Most sins of the media elite are sins related to pride--to the faux detachment that reporters and editors allow to feed a thinly disguised superiority complex. Because the First Amendment so thoroughly protects the newsroom from the maddening and often incoherent burdens of government regulation, captains of the newspaper industry have zero experience with the crushing weight of bureaucracies. Because they are often called to journalism as a result of a crusading passion, the same troops arrive with the biases of an activist of the left and the maturity of a college newspaper crowd. And because the career paths and salary ceilings of journalism are starkly limited, the disappointment that comes with decades in the business can add bitterness to the toxic mix of arrogance and power.
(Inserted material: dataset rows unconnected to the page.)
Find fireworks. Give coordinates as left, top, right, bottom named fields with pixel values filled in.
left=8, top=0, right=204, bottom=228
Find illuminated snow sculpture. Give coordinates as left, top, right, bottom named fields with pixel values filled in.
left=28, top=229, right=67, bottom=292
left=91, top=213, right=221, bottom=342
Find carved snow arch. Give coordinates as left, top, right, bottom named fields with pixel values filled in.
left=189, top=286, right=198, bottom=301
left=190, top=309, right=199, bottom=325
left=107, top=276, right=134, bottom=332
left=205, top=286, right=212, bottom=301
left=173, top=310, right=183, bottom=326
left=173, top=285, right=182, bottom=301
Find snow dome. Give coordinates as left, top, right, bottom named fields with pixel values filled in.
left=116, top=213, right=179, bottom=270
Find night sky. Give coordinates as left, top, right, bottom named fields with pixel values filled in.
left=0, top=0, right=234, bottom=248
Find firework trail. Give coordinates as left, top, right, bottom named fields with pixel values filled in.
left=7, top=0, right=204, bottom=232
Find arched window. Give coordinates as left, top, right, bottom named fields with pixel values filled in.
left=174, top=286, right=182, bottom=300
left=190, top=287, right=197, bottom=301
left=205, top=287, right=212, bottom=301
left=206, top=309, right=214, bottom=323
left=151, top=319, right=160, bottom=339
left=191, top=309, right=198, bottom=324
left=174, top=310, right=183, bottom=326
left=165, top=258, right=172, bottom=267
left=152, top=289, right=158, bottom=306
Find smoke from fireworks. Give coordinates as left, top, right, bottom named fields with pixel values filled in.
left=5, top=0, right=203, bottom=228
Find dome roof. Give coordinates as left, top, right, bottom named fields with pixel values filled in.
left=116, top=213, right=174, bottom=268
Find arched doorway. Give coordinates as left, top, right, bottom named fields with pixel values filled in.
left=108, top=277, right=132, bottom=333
It takes powerful character to survive such an apprenticeship and then be able to correct the tendencies of a newsroom. Baron has the advantage of having been burned by his own blindness--a mistake he's not likely to make again. Proponents of fairness in the media could do a lot worse.

Hugh Hewitt is the host of The Hugh Hewitt Show, a nationally syndicated radio talkshow, and a contributing writer to The Daily Standard. His new book, In, But Not Of, has just been published by Thomas Nelson.